I exported the filled missing dates and the values of the original table to a csv table. The header is added.
The first row number starts with 72, without header it would be row 71 rather than row 70. The second longest time period starts from row 733, without header it would be row 732 rather than 731. So how to comprehend it? Thanks.

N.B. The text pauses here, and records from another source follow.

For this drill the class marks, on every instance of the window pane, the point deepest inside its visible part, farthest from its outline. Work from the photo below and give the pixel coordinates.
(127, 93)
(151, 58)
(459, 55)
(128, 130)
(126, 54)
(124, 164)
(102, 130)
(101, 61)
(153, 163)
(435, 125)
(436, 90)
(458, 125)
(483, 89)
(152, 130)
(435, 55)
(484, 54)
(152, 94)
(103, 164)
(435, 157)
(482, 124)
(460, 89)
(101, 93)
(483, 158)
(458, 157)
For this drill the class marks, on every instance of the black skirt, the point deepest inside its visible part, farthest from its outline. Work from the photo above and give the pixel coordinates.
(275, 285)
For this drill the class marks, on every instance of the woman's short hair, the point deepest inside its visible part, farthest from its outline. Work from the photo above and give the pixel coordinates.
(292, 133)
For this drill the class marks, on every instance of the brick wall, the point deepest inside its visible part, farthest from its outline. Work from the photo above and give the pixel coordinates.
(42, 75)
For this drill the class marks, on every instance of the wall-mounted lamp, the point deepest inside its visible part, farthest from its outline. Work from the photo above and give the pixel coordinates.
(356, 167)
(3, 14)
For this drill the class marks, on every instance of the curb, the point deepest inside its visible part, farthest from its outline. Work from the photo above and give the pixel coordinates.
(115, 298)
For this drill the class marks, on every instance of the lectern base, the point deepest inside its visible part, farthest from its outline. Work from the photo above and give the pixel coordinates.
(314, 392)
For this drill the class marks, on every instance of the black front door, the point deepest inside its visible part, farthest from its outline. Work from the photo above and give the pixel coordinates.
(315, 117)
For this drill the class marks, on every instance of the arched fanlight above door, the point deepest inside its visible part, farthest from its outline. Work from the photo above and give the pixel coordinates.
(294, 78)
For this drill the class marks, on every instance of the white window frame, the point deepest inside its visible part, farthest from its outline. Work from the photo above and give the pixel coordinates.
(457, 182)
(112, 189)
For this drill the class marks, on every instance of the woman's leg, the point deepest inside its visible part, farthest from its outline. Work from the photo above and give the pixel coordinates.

I checked again, the first longest no NA time period starts from row 72, ends at row 367. The second longest no NA time period starts from row 733, ends at row 4384. The dataset contains header.

Time for another reprex?

A post was merged into an existing topic: find the longest consecutive time length in the whole time period of this data frame?

Thanks, this is great. I don't know some of the meaning, but it works well and not manual at all. I tried to use rle() but the row numbers do not line up. Thanks.

1 Like

Thanks for marking the solution!

This topic was automatically closed 7 days after the last reply. New replies are no longer allowed.